Creating a multi-host OKD Cluster
By Mark DeNeve
Introduction
In the last two posts, I have shown you how to get an OKD All-in-One cluster up and running. Since it was an “All-in-One” cluster, there was no redundancy in it, and there was no ability to scale out. OKD and Kubernetes work best in a multi-server deployment, creating redundancy and higher availability along with the ability to scale your applications horizontally on demand. This final blog post is going to outline the steps to build a multi-host cluster. It will build on what we have done in the previous posts but extend the process out to make a multi-node cluster and add working SSL certificates.
In order to follow along with this post, you are going to need something I can not easily provide. A DNS name and an understanding of how to update DNS records for your domain. If this is not something you have, or can get access to, but you still want to stand up your own OpenShift cluster I suggest taking a look at my previous posts on getting OKD up and running as a single node.
Speaking of those old posts, if you haven’t already read my previous blog posts on building a test cluster in Azure, I suggest reading them. Not only to boost my page visits, but also because this final post will build on the previous posts. This post OpenShift, Asure and Anible is critical as we will be using the docker container introduced there to build out this new multi-host cluster. It also walks you through the creation of an Azure credentials file that is required for the automatic creation of your hosts.

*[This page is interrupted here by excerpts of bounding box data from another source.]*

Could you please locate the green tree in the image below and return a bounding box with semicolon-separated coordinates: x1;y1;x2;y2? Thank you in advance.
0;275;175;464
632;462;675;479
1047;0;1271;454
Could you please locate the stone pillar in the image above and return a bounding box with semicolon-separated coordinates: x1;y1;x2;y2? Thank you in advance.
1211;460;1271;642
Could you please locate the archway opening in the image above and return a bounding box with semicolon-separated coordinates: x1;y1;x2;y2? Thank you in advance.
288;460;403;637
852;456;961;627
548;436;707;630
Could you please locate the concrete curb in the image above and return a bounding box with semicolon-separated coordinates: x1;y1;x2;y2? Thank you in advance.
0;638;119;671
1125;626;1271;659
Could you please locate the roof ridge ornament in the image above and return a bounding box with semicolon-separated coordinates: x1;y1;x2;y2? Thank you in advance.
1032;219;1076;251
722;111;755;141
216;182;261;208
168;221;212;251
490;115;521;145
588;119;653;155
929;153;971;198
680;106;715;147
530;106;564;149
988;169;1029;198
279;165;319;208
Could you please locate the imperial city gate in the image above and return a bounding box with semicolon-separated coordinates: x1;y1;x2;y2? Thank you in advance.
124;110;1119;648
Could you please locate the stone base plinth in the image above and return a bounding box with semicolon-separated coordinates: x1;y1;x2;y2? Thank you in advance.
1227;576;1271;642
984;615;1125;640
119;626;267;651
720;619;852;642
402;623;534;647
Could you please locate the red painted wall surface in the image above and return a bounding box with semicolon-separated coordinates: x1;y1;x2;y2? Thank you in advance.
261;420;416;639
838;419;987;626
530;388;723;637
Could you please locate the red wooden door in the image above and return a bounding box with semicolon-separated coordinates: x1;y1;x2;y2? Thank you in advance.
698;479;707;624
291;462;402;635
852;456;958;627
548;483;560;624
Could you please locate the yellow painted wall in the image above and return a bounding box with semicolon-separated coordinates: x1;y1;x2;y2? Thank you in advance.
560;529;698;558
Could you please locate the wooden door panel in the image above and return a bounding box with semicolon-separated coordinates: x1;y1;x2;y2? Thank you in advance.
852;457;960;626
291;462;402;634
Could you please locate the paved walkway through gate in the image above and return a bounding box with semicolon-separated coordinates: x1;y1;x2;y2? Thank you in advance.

Keep in mind that while the cluster we will build here is more fault tolerant, I still would not run a production service/application on this. You certainly could, but running an OpenShift cluster for Production usage requires some care and feeding that you should be ready to do long term. You are still missing a few important things, like persistent storage, a highly available routing infrastructure and a plan to keep your cluster patched long term. Finally, keep in mind that if you opt for running a multi-host cluster your cost is going to go up. Each host you run is an additional charge from Azure. Make sure you are ready to pay the cost of running in this mode before proceeding. Using the default values in the inventory file this cluster will cost you about $150 a month to run.
The end result
When we are all done here, you will have the following:
- an OKD cluster with a master controller, infrastructure node and two compute nodes
- an OKD console with a valid SSL certificate for console.okd.<your domain name here>
- a wild-card router setup to allow you to host apps inside OKD at the URL https://<appname>.apps.okd.<your domain name here>
- a potential Azure bill (this setup will run you about $150/mo)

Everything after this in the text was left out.